Scott Williamson: We had to issue two million dollars’ worth of shares at the time we acquired this asset or advanced the option. Now we have 152.2 million shares in issue, which is still a very tight capital structure, but it allows us to start the studies and commence the exploration drilling.

The top 20 shareholders, made up of insiders or friends and family, own 60%; Board and Management own 23%; the vendor of the BC Cobalt Project owns approximately 10-15%; and we have a very supportive German shareholder who owns 12%. It can be a volatile environment for the shareholders and can move very quickly on small volumes. But, that's always a good thing when you have a good story. So, that's the capital structure. At the current market, it stands at about 16 or 17 million dollars Australian.

Dr. Allen Alper: That sounds excellent. Could you tell our readers/investors the primary reasons they should consider investing in Blackstone Minerals?

Scott Williamson: One of the primary reasons you should invest in Blackstone is that we are one of the only junior exploration and mining companies that have the potential to move downstream to produce a nickel battery product for the lithium-ion industry. We have existing infrastructure - over 130 million dollars has been spent by the previous owners - and we can leverage off that to continue to explore and understand the geology, move through the mining and metallurgical studies, to then restart this mine with minimal dilution for shareholders moving forward.

In addition, we are leveraged to the lithium-ion battery electric vehicle revolution. But, most importantly, we see fairly small hurdles and a fairly quick turnaround into production. Potentially we can deliver this nickel battery product sooner than it would appear.

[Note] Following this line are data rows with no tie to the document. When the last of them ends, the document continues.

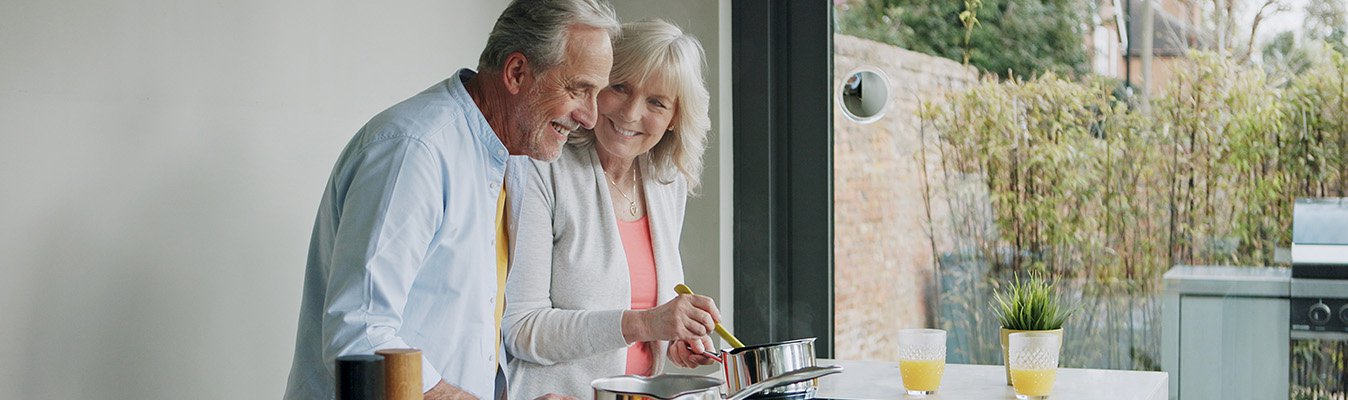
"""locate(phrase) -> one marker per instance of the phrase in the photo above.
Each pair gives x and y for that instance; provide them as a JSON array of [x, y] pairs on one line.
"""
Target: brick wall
[[883, 263]]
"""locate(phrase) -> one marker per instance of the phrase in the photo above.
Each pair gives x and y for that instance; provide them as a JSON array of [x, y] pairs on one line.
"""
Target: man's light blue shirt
[[403, 249]]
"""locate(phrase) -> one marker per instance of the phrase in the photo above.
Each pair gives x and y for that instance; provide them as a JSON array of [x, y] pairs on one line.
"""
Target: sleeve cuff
[[608, 330], [429, 376]]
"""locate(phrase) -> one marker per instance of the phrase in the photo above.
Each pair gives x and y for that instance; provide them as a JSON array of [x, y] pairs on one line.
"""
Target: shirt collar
[[476, 120]]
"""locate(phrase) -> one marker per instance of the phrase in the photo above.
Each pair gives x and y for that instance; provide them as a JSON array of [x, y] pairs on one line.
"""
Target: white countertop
[[880, 380]]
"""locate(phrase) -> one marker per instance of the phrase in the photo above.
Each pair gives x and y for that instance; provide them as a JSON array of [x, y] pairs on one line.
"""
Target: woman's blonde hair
[[653, 47]]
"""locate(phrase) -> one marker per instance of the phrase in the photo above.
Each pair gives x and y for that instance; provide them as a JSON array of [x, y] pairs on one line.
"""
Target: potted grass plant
[[1029, 305]]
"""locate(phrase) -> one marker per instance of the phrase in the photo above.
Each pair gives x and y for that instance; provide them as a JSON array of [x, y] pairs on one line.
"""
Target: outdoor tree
[[1021, 38]]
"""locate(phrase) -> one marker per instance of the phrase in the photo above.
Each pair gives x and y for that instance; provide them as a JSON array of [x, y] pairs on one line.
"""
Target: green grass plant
[[1031, 303]]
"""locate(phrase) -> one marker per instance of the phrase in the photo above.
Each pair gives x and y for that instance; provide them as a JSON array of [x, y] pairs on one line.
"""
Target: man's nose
[[588, 113]]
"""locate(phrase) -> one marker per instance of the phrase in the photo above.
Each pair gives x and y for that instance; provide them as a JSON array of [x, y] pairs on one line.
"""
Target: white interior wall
[[162, 162]]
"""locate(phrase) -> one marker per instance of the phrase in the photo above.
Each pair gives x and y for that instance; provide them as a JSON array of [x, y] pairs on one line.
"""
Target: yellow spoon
[[682, 288]]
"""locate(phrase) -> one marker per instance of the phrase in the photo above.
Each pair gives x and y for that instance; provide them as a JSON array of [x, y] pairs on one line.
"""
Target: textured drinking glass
[[1034, 364], [921, 360]]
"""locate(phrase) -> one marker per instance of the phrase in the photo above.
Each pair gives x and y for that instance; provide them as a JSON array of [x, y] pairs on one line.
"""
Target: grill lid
[[1320, 239]]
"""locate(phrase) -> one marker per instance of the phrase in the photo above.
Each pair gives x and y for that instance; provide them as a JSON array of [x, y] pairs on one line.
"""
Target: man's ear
[[516, 73]]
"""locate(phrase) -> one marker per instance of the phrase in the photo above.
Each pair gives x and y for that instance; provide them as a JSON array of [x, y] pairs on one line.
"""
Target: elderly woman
[[583, 291]]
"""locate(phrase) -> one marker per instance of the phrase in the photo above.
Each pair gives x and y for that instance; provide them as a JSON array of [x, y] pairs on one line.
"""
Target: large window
[[1062, 138]]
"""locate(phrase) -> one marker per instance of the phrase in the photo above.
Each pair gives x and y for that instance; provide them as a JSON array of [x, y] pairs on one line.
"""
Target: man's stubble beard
[[539, 129]]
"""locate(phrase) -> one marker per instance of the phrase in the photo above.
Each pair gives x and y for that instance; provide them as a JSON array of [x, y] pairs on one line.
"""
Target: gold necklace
[[631, 204]]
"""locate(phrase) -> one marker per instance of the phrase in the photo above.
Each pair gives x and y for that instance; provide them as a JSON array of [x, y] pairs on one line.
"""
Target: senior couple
[[429, 236]]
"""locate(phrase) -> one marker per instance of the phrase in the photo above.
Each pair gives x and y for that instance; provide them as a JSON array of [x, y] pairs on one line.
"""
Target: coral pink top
[[640, 263]]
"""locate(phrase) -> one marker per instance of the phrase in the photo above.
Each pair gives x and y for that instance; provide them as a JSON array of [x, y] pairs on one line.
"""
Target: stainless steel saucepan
[[748, 365], [690, 387]]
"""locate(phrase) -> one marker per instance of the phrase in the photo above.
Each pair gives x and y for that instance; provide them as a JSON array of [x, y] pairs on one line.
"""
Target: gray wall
[[162, 162]]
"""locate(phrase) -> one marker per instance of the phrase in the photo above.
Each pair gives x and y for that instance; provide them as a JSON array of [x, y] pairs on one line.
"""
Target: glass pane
[[1060, 139]]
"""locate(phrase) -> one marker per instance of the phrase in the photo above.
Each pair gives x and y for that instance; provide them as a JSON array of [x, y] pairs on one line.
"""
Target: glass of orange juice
[[1034, 364], [921, 360]]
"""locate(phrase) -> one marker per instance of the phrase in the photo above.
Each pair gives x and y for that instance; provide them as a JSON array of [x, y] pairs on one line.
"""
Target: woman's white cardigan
[[569, 282]]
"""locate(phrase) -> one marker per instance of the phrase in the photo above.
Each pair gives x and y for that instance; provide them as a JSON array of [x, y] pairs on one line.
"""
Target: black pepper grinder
[[360, 377]]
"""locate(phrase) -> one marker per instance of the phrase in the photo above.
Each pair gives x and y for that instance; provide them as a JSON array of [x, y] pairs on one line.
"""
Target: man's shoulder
[[427, 113]]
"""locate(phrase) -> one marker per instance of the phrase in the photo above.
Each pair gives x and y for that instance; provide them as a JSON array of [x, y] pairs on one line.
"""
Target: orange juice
[[1033, 381], [921, 375]]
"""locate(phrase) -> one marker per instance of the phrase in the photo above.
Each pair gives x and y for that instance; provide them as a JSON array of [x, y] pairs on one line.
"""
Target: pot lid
[[658, 387]]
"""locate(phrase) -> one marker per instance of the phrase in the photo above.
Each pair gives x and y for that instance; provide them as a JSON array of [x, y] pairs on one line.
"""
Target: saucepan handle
[[786, 379]]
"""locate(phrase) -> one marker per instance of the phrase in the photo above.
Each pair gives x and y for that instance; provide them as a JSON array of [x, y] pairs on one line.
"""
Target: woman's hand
[[685, 317], [690, 353]]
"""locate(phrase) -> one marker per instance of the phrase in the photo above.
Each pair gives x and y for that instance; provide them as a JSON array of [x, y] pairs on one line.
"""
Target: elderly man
[[409, 248]]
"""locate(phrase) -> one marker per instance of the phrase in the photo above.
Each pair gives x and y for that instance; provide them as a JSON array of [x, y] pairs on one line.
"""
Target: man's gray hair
[[538, 28]]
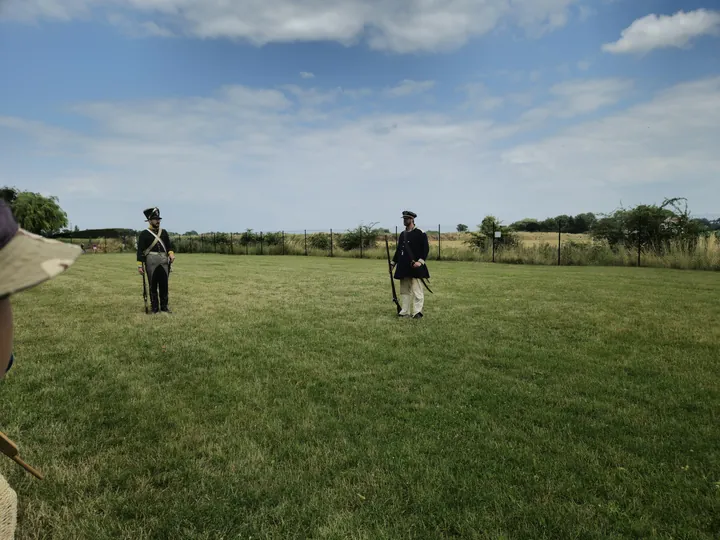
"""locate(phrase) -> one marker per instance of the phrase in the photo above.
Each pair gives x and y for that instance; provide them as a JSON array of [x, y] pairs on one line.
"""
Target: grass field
[[534, 248], [284, 399]]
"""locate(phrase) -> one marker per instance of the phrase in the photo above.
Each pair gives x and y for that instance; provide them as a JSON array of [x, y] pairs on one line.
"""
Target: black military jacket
[[420, 248], [147, 238]]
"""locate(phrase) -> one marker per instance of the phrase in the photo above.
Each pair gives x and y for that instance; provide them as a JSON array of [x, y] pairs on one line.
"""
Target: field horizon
[[283, 398]]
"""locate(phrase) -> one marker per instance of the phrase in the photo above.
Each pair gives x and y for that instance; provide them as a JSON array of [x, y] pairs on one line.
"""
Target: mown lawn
[[284, 399]]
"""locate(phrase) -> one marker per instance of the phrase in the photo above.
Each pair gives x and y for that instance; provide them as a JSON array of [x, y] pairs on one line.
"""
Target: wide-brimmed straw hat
[[26, 259]]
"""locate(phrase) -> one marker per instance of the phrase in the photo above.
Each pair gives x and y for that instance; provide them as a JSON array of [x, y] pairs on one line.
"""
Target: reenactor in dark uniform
[[154, 257], [410, 268]]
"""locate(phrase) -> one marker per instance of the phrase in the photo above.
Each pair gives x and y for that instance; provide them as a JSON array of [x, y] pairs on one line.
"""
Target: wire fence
[[500, 246]]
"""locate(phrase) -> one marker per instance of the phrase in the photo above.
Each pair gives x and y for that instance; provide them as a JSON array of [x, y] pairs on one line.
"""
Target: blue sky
[[272, 115]]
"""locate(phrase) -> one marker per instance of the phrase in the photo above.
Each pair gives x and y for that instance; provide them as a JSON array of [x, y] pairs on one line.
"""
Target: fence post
[[438, 241], [493, 240], [559, 240]]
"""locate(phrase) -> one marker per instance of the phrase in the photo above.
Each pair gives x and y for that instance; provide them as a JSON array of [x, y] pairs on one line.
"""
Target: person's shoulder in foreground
[[26, 260]]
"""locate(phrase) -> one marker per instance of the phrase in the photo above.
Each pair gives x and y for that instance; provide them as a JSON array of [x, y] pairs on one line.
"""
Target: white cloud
[[655, 32], [323, 162], [409, 87], [576, 98], [395, 25], [669, 139], [585, 96], [132, 28]]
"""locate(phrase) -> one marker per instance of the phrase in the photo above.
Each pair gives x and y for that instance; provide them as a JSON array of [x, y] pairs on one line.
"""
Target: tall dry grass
[[535, 248]]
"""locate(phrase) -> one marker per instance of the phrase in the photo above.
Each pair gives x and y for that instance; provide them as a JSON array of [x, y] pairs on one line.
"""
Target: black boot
[[154, 301]]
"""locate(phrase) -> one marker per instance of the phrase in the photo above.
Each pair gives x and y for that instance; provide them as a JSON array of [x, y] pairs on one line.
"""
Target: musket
[[392, 281], [9, 448], [144, 289]]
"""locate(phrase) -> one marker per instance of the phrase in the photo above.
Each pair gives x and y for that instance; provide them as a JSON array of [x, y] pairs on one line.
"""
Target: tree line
[[653, 226]]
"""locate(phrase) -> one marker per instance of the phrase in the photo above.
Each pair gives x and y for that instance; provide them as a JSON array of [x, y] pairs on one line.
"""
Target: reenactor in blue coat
[[410, 268]]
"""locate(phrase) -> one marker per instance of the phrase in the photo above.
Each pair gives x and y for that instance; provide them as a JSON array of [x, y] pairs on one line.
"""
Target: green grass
[[290, 402]]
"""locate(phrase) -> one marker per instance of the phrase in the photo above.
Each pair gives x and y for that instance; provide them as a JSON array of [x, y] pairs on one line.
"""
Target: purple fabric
[[8, 225]]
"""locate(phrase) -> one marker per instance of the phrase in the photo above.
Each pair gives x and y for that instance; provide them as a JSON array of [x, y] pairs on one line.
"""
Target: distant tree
[[38, 214], [483, 237], [364, 235], [526, 225], [9, 194], [651, 227]]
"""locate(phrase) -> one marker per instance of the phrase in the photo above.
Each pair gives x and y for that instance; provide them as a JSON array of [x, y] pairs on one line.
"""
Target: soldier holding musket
[[154, 257], [410, 268]]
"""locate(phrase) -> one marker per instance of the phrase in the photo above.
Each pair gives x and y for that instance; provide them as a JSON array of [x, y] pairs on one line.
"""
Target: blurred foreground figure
[[26, 260], [154, 257], [409, 261]]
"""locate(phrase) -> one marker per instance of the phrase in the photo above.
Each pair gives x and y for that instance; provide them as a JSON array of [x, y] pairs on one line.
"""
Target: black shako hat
[[152, 213]]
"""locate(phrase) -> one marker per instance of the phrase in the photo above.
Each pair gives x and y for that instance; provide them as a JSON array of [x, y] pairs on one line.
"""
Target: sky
[[318, 114]]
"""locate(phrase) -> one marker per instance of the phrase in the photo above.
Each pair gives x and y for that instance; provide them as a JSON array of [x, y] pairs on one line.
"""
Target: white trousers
[[412, 296]]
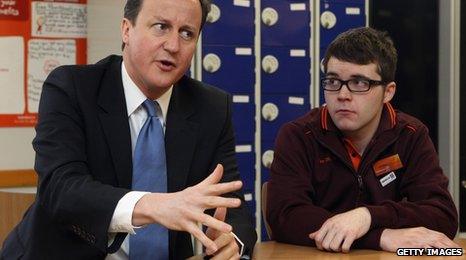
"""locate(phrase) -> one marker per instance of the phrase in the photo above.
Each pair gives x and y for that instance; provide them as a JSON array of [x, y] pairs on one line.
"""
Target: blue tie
[[150, 174]]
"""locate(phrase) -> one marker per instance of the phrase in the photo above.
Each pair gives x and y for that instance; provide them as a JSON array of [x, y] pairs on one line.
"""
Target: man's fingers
[[205, 241], [220, 214], [224, 239], [335, 244], [217, 202], [211, 222], [214, 177], [345, 247], [227, 247], [222, 188], [328, 239]]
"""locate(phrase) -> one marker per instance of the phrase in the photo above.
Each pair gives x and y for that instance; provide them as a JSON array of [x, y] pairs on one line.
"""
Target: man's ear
[[389, 92], [126, 25]]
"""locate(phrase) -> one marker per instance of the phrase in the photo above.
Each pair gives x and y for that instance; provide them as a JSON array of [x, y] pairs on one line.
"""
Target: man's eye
[[186, 34], [361, 82], [333, 81], [160, 26]]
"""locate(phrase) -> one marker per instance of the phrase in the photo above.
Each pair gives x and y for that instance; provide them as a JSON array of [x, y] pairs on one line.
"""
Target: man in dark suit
[[89, 121]]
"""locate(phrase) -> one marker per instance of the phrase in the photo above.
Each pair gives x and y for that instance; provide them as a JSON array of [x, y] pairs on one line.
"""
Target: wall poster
[[36, 36]]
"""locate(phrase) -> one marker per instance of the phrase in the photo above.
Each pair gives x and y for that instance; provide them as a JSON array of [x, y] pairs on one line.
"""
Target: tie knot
[[151, 107]]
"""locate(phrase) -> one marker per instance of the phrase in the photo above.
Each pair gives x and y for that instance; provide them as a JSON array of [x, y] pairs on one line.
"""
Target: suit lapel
[[181, 136], [114, 119], [180, 142]]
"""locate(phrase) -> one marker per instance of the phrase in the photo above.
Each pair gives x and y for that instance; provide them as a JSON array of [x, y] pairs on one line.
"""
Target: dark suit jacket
[[84, 162]]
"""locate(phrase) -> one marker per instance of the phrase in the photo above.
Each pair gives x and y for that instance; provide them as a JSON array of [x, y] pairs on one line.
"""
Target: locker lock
[[214, 14], [269, 16], [270, 64], [328, 20], [267, 158], [270, 112], [211, 62]]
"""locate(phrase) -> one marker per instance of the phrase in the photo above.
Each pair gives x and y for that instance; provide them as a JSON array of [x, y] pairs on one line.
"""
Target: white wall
[[104, 19]]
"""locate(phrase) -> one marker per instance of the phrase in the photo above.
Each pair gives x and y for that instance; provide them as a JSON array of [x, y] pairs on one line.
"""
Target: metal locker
[[336, 18], [285, 23], [245, 158], [243, 118], [279, 109], [230, 23], [285, 70], [228, 67]]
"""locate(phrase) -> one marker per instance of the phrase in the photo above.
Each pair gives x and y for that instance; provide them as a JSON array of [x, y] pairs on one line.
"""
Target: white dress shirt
[[137, 115]]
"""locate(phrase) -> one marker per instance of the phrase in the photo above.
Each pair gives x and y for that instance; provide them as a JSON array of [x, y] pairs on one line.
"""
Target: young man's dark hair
[[133, 7], [362, 46], [355, 172]]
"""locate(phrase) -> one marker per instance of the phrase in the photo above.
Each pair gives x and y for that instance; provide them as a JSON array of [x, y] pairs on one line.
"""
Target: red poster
[[36, 37], [13, 10]]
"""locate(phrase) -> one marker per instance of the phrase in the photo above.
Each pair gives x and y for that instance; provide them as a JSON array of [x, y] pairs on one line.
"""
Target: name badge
[[387, 179], [388, 164]]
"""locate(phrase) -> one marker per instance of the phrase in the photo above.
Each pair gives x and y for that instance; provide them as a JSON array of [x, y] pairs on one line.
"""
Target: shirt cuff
[[123, 214], [241, 250]]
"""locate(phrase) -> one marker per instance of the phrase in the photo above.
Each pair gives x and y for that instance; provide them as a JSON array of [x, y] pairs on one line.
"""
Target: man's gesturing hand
[[226, 242], [339, 232], [184, 209]]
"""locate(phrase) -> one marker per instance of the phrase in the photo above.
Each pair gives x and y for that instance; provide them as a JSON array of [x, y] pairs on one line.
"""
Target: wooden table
[[273, 250]]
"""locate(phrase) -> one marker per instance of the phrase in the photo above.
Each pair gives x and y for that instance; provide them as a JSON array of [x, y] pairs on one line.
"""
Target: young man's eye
[[185, 34], [160, 26]]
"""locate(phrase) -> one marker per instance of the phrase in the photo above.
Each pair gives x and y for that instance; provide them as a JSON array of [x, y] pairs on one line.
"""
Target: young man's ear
[[125, 26], [390, 90]]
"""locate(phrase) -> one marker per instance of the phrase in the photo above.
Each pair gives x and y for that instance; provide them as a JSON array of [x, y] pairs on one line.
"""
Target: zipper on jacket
[[360, 188]]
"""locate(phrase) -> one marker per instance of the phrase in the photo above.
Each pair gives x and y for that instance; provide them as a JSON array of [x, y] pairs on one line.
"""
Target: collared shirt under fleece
[[313, 178]]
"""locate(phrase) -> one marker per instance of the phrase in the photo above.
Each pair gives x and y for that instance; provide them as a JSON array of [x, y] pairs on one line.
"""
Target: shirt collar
[[134, 96]]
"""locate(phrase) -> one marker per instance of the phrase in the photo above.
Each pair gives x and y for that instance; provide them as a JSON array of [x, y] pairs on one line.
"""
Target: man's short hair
[[133, 7], [363, 46]]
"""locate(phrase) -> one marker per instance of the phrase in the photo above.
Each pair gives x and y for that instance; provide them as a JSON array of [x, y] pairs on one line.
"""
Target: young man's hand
[[419, 237], [340, 231]]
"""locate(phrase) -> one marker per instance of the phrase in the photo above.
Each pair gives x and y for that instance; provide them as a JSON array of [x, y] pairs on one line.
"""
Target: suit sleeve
[[239, 218], [67, 192], [291, 212], [427, 200]]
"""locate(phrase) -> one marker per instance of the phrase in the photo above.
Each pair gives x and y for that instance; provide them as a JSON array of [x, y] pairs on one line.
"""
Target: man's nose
[[172, 43], [344, 92]]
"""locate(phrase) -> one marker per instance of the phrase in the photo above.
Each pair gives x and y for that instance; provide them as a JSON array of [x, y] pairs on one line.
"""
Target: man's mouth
[[166, 65]]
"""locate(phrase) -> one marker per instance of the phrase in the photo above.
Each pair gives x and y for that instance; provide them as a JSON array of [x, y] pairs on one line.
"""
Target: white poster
[[12, 75], [59, 20], [44, 56]]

Dr. Allen Alper: All right. Is there anything else that you'd like to add, Scott?

Scott Williamson: I would like to add that we still have a portfolio outside of Vietnam. We have the BP Cobalt Project which we're continuing to progress and looking for major partners there. We have nickel and gold in Kalgoorlie, so we'll continue to progress that. We have an international portfolio of battery and precious metals, and the focus now is on our flagship mine in Vietnam, which is the most advanced asset and the nearest to production. But we also have a pipeline of projects at different stages of exploration and development behind that.

Dr. Allen Alper: All right! That sounds excellent! We’ll publish your press releases as they come out so our readers/investors can follow your progress.